O trabalho também inclui um recorte interseccional, destacando que cerca de 80% das pessoas em situação de rua são homens negros com baixo nível de escolaridade. “Em Sergipe, praticamente não temos dados atualizados, o único levantamento recente foi feito em 2024, em Aracaju. No interior do estado, a ausência de informações é total. Não sabemos quantas pessoas estão nessas condições, nem como chegaram a elas, nem que tipo de apoio já receberam. Os poucos equipamentos existentes funcionam precariamente e estão concentrados na capital. O restante do estado está abandonado. Temos muito a avançar”, relata.

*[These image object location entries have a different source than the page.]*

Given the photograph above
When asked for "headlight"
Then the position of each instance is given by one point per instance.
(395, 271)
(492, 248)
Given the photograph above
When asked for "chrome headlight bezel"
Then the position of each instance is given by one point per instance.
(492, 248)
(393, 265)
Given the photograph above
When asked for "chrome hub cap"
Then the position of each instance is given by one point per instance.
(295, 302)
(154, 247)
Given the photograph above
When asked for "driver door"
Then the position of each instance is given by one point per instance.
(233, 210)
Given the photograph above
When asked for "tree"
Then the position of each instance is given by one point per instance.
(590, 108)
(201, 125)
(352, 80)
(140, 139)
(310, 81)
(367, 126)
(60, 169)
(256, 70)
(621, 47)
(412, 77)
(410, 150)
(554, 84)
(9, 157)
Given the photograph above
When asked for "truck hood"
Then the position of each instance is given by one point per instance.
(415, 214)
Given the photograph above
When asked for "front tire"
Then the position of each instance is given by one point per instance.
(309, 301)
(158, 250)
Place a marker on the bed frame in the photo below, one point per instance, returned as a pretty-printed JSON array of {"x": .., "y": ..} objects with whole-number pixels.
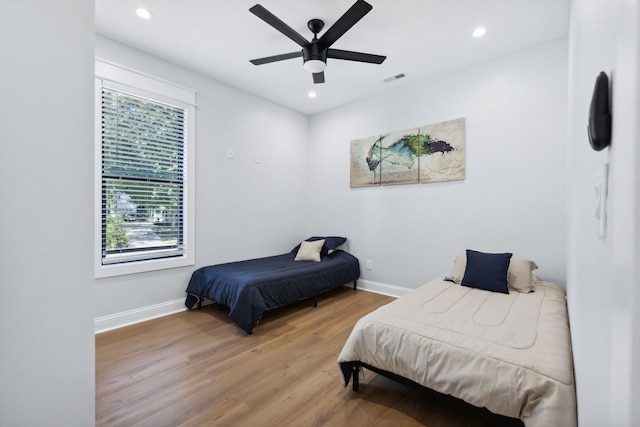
[{"x": 481, "y": 413}]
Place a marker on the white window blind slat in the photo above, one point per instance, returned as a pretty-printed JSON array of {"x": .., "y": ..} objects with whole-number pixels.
[{"x": 143, "y": 179}]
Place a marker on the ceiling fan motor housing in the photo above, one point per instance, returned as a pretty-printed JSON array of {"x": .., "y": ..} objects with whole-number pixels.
[{"x": 313, "y": 51}]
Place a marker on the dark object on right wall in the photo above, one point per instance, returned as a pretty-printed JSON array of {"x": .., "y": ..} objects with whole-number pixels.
[{"x": 600, "y": 115}]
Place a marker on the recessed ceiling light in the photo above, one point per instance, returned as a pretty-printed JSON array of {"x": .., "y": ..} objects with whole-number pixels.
[
  {"x": 479, "y": 32},
  {"x": 143, "y": 13}
]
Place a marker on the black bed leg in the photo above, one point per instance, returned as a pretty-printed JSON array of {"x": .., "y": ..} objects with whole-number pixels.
[{"x": 356, "y": 378}]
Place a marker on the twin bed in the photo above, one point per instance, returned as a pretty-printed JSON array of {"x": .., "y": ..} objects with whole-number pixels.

Formação para uma Justiça mais inclusiva
No comando da Ejud-20, Vilma também ressalta a importância da qualificação contínua de magistrados e servidores como forma de promover uma Justiça mais sensível e inclusiva. “A Escola Judicial cumpre sua função ao oferecer os cursos obrigatórios e também investe em capacitações voltadas para temas essenciais, como os direitos de crianças e adolescentes, enfrentamento de violências e formas degradantes de trabalho”, explica.
Para ela, é essencial que os profissionais do Judiciário estejam preparados para lidar com as múltiplas vulnerabilidades que envolvem grupos sociais marginalizados. “A transformação só será possível quando deixarmos de ver essas pessoas como um problema social e passarmos a reconhecê-las como sujeitos de direitos”, afirma.
A pesquisa de Vilma Leite Machado Amorim representa um chamado à ação, tanto para o Judiciário quanto para o poder público e para a sociedade civil. Seu estudo revela de maneira clara as falhas na implementação de uma política que poderia ter um impacto transformador, mas que permanece travada entre a burocracia e a falta de compromisso institucional. Ao indicar caminhos e destacar a urgência de medidas coordenadas, a tese oferece subsídios importantes para a construção de políticas públicas mais eficazes. “Ignorar essas vozes é manter a exclusão de milhares de brasileiros que continuam à margem, inclusive da Justiça”, finaliza.